Assuming that these are writerly anxieties you share, how do you quell them? I imagine that with short stories (versus say, a novel) the stakes can feel pretty high, since you have fewer words and proportionally less room to maneuver.

Well…yes! Firstly, with regard to object orientation—I think you say it so well: “treating the words as their own beings, needing to respect some kind of greater natural order” is kind of anthropomorphizing urge. Anthropomorphizing sounds like an action a subject enacts on an otherwise neutral environment. But for the anthropomorphizer (myself), the relationship is flipped. The world is always already teeming with feeling. How to tread lightly enough? How not to disrupt all of the complexly intertwined and subtly vibrating threads? Last year I planted a Meyer lemon tree in our sun-blasted L.A. front yard. Excited, I shook out the root ball, as, in another life as a hack landscaper, I’d learned. Two months later the tree was still vibrant. Six months later it was dead. Upset, I spoke to a tree specialist who told me it takes months for a tree to fully feel, or display a response to, a traumatic act. I was blown away. The idea that things are living all around us, feeling things at vastly different speeds than we do, is potent.

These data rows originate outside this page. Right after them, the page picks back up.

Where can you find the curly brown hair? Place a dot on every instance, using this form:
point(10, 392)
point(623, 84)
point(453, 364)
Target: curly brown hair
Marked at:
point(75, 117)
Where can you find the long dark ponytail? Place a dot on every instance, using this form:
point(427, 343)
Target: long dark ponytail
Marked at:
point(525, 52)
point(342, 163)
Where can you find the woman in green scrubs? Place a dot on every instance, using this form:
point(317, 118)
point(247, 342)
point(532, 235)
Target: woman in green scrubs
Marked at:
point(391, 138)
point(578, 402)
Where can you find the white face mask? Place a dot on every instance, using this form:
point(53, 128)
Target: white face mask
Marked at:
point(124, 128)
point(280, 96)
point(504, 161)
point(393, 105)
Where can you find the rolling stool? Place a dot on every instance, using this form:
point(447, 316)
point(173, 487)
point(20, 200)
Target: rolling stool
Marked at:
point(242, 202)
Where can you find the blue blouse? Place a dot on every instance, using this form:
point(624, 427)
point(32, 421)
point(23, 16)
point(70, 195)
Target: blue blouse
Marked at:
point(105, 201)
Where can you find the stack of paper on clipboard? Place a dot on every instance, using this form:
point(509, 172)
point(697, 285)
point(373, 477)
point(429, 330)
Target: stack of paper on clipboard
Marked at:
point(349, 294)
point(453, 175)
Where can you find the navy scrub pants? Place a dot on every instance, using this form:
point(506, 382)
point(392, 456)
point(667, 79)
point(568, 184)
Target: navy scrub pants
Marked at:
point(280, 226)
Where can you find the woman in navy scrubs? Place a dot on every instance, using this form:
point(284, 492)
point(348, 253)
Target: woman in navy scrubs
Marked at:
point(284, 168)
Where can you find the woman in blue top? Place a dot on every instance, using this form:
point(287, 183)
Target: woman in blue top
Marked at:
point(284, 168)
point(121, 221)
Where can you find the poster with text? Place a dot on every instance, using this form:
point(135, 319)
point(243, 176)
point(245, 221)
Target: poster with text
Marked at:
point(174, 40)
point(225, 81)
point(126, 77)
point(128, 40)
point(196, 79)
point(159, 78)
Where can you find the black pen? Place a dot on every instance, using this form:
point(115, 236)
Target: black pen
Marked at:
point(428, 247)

When writing, I’m much happier editing than composing and I do it with almost desperate urgency. For me editing is a way of composing. And, as you point out, some of this does have to do with the conversation we’ve been having about holes, boundaries, the impossible but very real hope of shoring up a container (in this case, the body of the story), while at the same time, feeding the opposite urge, i.e., privileging a kind of openness or refusal of containment altogether.

In this way, it was somewhat of a torment to turn in the final draft of Large Animals. My editor Julie Buntin was EXTREMELY patient with me. Then, when I received the long-awaited finished object, I couldn’t open it for at least a week—worried about what sentence might already be begging for a different shape. Authoring (defining the borders of, promoting, standing with) anything is hard, and often my less-navigable quagmire is off the page, where I wish I could intervene on my everyday in-person life in the same writerly way as I edit a story. Luckily we can’t and instead exist here in the more rugged, immediate, provisional zone! 

Finally, about the story “Jeff,” I have to ask: Did you really meet Lily Tomlin? And did she really call you Jeff?

Yes. She was so nice! She called me Jeff.


Sarah Elizabeth Adler is a writer living in Washington, D.C.